Why is it sufficient to show that $f:X\rightarrow Y$ is open iff every image of an openset contains some nonempty openset

Question

I can't wrap my head around the concept that to prove that $f:X\rightarrow Y$ is open, it is sufficient to show that every image of an openset $U\subset X$, $f(U)$ contains some nonempty openset $V\subset Y$. How can this be implied from the definition of an open mapping. That is, $f:X\rightarrow Y$ is open iff for every openset $U\subset X$, $f(U)$ is open.

Answer 1

You are missing a crucial point! You need to quantify over the elements of $U$; that is $f$ is open if for all open $U$ and all $x\in U$ there exists some open neighborhood $V$ of $f(x)$ contained in $f(U)$.

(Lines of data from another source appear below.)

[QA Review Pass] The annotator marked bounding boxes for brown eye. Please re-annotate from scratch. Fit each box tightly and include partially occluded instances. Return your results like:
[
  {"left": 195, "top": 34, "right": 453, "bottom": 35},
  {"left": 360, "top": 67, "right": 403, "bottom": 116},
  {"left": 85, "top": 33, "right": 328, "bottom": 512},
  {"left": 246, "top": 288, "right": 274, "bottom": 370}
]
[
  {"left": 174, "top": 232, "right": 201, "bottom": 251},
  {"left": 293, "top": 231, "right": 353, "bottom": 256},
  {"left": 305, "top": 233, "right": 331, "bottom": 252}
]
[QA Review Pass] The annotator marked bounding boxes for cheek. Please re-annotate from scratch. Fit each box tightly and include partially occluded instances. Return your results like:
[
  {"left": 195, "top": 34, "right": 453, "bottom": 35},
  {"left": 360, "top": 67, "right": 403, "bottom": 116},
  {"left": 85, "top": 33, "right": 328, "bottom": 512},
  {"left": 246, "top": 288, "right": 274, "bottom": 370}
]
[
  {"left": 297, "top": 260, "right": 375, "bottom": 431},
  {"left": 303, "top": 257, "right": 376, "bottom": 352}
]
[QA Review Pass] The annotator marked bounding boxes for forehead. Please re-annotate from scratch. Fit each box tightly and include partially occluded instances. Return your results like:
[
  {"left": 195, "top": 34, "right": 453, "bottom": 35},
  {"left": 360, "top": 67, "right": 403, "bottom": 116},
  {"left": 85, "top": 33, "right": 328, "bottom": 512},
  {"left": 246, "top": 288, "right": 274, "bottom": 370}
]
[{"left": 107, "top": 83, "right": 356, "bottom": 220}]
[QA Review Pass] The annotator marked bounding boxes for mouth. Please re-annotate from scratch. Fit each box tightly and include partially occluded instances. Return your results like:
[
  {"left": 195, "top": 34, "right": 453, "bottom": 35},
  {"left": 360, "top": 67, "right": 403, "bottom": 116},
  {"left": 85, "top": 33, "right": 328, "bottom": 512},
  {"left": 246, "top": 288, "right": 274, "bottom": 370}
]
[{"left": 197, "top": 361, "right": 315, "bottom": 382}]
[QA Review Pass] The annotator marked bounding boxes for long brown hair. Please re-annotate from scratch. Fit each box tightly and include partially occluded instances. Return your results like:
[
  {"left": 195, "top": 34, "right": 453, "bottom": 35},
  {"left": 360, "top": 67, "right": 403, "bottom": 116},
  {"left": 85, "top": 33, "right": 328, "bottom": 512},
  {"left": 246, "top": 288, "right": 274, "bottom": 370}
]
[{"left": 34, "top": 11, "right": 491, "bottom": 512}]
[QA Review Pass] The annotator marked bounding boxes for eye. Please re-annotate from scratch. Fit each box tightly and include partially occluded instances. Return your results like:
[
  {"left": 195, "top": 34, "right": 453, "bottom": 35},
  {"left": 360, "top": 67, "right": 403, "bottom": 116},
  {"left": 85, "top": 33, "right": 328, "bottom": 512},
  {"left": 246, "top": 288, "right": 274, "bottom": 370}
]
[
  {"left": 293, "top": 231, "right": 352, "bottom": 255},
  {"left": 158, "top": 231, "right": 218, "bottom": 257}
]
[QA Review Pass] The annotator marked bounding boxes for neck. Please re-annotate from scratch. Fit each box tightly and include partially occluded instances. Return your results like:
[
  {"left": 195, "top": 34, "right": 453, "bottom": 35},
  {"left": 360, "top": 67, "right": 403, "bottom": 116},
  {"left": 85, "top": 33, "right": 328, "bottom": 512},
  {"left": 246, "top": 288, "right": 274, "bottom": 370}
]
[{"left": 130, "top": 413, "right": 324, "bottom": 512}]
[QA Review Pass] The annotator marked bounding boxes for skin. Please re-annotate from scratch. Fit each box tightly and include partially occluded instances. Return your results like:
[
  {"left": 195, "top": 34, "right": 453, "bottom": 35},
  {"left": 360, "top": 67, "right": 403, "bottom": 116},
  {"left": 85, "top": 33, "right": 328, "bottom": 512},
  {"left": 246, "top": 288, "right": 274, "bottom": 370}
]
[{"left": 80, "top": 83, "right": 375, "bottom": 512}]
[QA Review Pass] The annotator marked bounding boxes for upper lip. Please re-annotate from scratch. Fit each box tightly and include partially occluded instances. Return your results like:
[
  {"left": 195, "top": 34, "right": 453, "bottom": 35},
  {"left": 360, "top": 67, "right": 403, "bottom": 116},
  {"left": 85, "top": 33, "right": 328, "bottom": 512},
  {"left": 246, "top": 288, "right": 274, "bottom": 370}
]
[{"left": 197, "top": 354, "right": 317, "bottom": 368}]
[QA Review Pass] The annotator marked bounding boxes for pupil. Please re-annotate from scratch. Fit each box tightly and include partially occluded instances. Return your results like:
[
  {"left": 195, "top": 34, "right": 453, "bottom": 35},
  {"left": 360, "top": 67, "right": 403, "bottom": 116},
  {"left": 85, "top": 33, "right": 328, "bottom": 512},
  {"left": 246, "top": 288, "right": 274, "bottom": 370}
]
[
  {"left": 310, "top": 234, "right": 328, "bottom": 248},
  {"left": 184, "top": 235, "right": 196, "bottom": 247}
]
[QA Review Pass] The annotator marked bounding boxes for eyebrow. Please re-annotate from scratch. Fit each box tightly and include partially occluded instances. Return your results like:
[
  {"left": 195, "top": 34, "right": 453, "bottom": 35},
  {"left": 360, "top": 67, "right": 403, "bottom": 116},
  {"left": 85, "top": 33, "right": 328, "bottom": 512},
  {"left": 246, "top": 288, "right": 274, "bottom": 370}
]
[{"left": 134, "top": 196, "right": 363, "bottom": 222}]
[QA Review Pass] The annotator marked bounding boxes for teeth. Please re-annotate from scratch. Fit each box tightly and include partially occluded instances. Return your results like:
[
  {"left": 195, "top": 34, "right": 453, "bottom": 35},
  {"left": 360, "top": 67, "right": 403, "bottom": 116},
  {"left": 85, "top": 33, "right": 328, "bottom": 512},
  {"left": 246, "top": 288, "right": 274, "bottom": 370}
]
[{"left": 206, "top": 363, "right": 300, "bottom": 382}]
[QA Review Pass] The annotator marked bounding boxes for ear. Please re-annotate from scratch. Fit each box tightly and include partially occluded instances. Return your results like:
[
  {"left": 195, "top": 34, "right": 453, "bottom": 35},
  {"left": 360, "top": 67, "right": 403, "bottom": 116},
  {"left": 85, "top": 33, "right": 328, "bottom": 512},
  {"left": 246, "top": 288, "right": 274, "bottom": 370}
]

Recall that a subset $U$ is open iff for all $x\in U$ there exists some open neighborhood $V_x\subseteq U$ of $x$. Indeed, in such a case $$ U = \bigcup_{x\in U}V_x, $$ and since every $V_x$ is open, so is $U$. Now, apply this knowledge to $f(U)$.

Answer 2

Your statement is false as stated - it can't "sense" what happens at points, which allows for functions like $$f(x)=x^2$$ where the image of every open set contains an open set, but might not be open.

You can salvage this statement by requiring that this condition somehow apply to all points equally:

A function $f$ is open if, for every $x$ and every open set $U$ containing $x$, there is some open set $V$ contained inside of $U$ which contains $f(x)$.

This is straightforwards to prove - this condition means that every point in $f(U)$ has an open neighborhood in $f(U)$, but then $f(U)$ has to be the union of these neighborhoods - hence must open.